- From: Chris Lilley <chris@w3.org>
- Date: Mon, 23 Feb 2004 00:21:51 +0100
- To: "www-international@w3.org"@homer.w3.org
Hello www-international,
>> Files here are either HTML or extended (8-bit) ASCII. Where
>> possible, text files are tab delimited. Some files have been
>> converted into standard HTML encoding (ISO-8859-1) from Unicode.
Gasp.
>> The closest equivalent character in ISO-8859-1 was selected, and
>> any diacritics simulated using <SUB> and <SUP> and the closest
>> equivalent punctuation mark. In the case of Cyrillic, Greek and
>> Hebrew, a consistent transliteration scheme was used. The source
>> for each file contains hidden tags which specify the Unicode value
>> for each character which has no ISO-8859-1 equivalent.
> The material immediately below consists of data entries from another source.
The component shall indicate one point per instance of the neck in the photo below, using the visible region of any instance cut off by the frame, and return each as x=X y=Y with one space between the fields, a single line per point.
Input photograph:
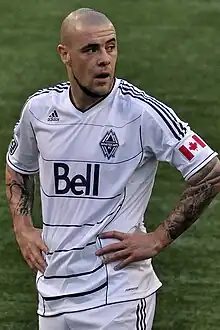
x=80 y=99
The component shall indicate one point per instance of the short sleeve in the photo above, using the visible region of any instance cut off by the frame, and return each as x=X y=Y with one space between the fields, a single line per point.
x=22 y=155
x=169 y=139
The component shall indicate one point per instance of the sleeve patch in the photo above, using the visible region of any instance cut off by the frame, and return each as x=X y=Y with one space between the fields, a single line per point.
x=13 y=146
x=192 y=147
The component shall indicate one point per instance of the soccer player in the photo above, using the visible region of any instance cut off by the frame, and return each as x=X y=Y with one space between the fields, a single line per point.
x=95 y=141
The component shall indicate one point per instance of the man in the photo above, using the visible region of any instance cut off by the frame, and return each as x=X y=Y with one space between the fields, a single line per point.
x=95 y=141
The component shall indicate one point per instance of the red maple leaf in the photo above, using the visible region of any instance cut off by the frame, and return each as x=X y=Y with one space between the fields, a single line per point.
x=192 y=146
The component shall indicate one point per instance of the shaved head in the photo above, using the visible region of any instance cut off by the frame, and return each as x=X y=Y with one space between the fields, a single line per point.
x=88 y=49
x=79 y=20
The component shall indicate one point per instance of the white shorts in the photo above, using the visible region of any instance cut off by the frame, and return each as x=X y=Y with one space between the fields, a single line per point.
x=130 y=315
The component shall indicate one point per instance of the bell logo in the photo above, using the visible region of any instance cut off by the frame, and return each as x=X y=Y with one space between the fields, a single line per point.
x=87 y=185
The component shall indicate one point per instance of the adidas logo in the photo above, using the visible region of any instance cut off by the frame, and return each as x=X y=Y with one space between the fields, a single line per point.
x=53 y=116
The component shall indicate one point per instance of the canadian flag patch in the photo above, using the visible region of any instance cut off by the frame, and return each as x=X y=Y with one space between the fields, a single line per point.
x=192 y=146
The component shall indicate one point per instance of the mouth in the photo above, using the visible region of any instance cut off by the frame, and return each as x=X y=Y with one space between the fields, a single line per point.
x=102 y=76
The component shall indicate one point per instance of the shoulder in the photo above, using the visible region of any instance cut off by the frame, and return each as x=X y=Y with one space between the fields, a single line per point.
x=46 y=98
x=47 y=94
x=154 y=112
x=138 y=98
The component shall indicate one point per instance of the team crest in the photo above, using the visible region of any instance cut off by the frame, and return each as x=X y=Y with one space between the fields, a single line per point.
x=109 y=144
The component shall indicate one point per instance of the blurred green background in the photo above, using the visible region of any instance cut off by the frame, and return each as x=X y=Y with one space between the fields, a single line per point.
x=169 y=48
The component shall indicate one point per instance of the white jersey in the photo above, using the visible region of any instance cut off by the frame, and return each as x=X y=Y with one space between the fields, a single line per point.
x=97 y=170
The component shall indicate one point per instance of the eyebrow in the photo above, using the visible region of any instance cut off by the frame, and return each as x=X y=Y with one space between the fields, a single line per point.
x=96 y=44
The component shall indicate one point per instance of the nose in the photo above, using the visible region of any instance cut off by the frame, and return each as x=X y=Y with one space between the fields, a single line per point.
x=104 y=58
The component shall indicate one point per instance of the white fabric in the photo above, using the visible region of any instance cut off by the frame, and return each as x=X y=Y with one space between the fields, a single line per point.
x=130 y=315
x=97 y=172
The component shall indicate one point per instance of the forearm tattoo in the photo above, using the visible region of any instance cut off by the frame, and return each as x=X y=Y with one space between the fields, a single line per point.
x=20 y=192
x=192 y=203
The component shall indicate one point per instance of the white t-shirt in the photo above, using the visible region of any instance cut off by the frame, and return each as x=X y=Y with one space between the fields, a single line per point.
x=97 y=170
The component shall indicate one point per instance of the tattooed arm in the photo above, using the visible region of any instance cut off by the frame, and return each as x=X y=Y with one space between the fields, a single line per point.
x=20 y=194
x=202 y=188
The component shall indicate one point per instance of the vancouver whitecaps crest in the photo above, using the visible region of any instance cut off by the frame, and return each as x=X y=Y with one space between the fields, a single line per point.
x=109 y=144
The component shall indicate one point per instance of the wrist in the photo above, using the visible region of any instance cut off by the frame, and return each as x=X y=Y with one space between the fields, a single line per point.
x=161 y=238
x=21 y=223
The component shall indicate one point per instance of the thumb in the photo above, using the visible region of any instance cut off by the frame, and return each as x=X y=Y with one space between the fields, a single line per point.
x=42 y=246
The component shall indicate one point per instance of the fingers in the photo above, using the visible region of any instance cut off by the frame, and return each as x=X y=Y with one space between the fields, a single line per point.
x=35 y=264
x=34 y=259
x=42 y=246
x=116 y=256
x=110 y=248
x=124 y=263
x=114 y=234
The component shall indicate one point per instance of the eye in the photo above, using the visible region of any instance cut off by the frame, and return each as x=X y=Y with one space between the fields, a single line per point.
x=90 y=49
x=110 y=48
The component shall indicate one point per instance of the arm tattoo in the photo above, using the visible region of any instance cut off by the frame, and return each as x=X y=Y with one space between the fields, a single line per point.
x=20 y=189
x=193 y=202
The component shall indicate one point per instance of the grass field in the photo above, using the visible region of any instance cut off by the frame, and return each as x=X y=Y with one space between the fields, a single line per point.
x=169 y=48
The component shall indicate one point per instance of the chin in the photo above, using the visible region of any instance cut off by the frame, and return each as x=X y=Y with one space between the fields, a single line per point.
x=102 y=91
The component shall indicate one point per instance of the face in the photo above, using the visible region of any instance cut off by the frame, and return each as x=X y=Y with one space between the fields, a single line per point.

There is a standard way to do that
>> To obtain these values, you can download the file or view its
>> source in your browser. The tags have the form <!u
>> XXXX>character</!u>, where XXXX is the four digit hexadecimal value
>> of the Unicode character.
Shudder. Although a perl script could probably go and reverse this
damage.
http://www.wordgumbo.com/index.htm
Interesting site, but (shakes head) why oh why!!
Although
http://www.wordgumbo.com/ie/cmp/iedata.txt
COMPARATIVE INDOEUROPEAN DATABASE COLLECTED BY ISIDORE DYEN
FILE IE-DATA1
Copyright (C) 1997 by Isidore Dyen, Joseph Kruskal, and Paul Black
This file was last modified on Feb 5, 1997
maybe that is why.
--
Chris Lilley mailto:chris@w3.org
Chair, W3C SVG Working Group
Member, W3C Technical Architecture Group
Received on Sunday, 22 February 2004 18:21:51 UTC